Konsep koperasi yang berbasis pada prinsip-prinsip solidaritas, demokrasi ekonomi, dan partisipasi anggota adalah salah satu pilar penting dalam perekonomian Indonesia.
Koperasi, sebagaimana diatur dalam UU No. 25 Tahun 1992 yang kemudian dirubah menjadi UU No. 17 Tahun 2012 tentang Perkoperasian, memiliki potensi besar untuk menjadi instrumen pemberdayaan ekonomi rakyat.
Namun, di tengah upaya pemerintah yang dipimpin oleh Prabowo Subianto untuk membentuk Koperasi Desa (Kopdes) Merah Putih, muncul pertanyaan mendalam:
Apakah pendekatan top-down yang diusung dalam rencana ini benar-benar dapat mencapai tujuan tersebut atau justru menambah ketergantungan terhadap pemerintah.
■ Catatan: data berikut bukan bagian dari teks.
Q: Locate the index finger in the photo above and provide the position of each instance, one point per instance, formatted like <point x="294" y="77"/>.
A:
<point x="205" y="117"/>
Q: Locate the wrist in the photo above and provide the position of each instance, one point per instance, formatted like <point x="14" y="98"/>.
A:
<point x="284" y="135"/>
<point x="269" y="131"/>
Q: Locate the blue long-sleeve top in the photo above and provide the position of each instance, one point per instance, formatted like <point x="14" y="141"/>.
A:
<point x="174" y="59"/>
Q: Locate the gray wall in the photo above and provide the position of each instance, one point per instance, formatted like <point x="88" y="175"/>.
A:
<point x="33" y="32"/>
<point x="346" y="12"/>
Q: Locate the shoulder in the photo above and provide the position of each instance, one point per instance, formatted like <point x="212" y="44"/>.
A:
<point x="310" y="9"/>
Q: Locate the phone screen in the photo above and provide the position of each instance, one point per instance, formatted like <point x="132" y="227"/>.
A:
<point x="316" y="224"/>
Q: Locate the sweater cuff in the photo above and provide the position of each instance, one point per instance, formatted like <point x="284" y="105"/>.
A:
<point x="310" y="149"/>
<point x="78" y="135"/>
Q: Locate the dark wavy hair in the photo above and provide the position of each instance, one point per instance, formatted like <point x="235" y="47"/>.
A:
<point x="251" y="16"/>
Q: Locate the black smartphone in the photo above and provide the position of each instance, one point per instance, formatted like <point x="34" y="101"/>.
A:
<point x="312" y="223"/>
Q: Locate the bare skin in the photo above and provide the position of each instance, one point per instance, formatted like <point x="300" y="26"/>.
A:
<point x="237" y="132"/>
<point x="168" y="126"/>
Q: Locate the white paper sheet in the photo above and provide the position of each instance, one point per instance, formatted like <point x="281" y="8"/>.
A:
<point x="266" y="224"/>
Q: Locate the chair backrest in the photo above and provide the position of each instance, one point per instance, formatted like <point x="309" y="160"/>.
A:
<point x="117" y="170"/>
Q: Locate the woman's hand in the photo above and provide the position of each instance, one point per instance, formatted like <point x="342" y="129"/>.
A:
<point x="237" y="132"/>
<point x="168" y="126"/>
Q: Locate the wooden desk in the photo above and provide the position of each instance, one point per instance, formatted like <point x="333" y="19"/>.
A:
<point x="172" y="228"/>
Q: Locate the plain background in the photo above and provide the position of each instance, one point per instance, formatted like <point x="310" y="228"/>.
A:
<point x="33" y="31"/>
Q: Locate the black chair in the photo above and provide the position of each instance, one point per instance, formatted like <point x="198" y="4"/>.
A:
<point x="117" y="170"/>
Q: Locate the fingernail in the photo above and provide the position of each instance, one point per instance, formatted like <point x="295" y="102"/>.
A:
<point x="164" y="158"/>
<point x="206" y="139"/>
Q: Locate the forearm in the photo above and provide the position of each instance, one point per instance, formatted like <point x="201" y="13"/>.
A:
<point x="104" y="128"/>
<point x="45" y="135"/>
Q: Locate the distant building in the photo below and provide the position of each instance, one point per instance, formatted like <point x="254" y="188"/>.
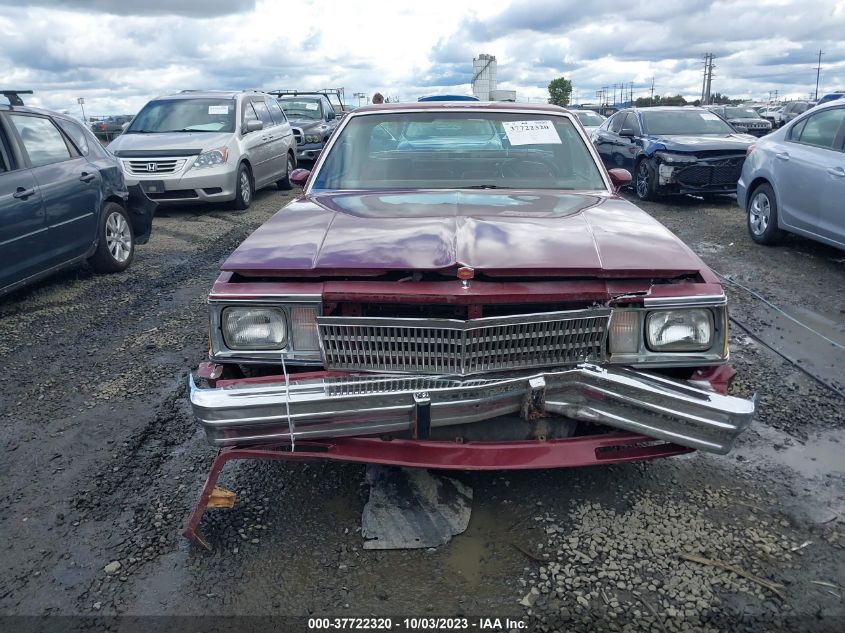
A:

Potensi Positif dan Ambisi Besar
Rencana Presiden Prabowo Subianto membentuk 70.000 Koperasi Desa (Kopdes) Merah Putih di seluruh Indonesia patut diapresiasi sebagai upaya strategis untuk memperkuat ekonomi desa.
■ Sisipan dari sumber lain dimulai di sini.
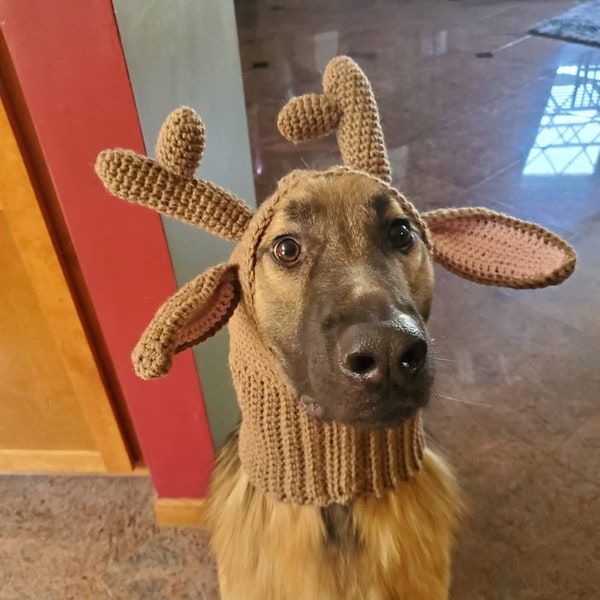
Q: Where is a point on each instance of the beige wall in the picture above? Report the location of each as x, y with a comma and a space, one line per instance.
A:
182, 52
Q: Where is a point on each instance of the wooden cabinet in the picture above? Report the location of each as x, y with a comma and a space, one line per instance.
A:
55, 413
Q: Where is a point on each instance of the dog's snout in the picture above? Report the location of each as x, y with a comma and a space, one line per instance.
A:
382, 355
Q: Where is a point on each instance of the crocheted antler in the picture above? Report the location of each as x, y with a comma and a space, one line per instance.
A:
348, 104
167, 184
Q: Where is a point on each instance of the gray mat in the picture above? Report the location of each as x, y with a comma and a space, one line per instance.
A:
580, 24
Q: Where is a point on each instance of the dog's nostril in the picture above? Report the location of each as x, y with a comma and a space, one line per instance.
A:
413, 358
361, 364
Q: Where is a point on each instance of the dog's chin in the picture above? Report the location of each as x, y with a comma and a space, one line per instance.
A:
378, 414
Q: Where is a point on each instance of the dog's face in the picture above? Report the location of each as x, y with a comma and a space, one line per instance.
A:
343, 288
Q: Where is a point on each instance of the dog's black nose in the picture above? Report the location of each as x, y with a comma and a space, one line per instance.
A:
386, 355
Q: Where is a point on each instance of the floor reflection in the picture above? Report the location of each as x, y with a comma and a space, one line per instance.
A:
568, 140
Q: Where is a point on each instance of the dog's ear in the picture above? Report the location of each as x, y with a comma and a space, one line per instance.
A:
491, 248
195, 313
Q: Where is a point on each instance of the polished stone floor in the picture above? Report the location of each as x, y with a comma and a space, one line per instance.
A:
475, 112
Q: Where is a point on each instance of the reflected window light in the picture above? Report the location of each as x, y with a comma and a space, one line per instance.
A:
568, 139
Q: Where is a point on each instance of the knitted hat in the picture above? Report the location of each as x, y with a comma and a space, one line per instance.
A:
286, 452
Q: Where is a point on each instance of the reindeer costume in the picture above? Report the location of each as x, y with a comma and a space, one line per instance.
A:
300, 507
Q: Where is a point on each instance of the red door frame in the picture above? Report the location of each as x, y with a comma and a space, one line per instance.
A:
72, 73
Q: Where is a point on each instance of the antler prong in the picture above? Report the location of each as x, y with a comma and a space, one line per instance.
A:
349, 103
167, 184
Program ini menargetkan pembangunan koperasi di setiap desa dengan alokasi dana Rp5 miliar per unit untuk keperluan seperti gudang pangan, klinik desa, dan logistik, serta memotong rantai tengkulak yang selama ini memberatkan petani.
Tito Karnavian, Menteri Dalam Negeri, menegaskan bahwa Kopdes Merah Putih dirancang untuk meningkatkan ketahanan pangan, stabilisasi harga, dan penguatan distribusi hasil pertanian.
Skala proyek ini--dengan anggaran mencapai Rp350 triliun--menunjukkan komitmen pemerintah dalam mengentaskan kemiskinan pedesaan, terutama mengingat 44 persen penduduk Indonesia masih tinggal di desa.
Namun, ide ini, meski sangat baik dalam teori, membawa tantangan besar dalam hal pelaksanaan dan dampaknya terhadap independensi koperasi.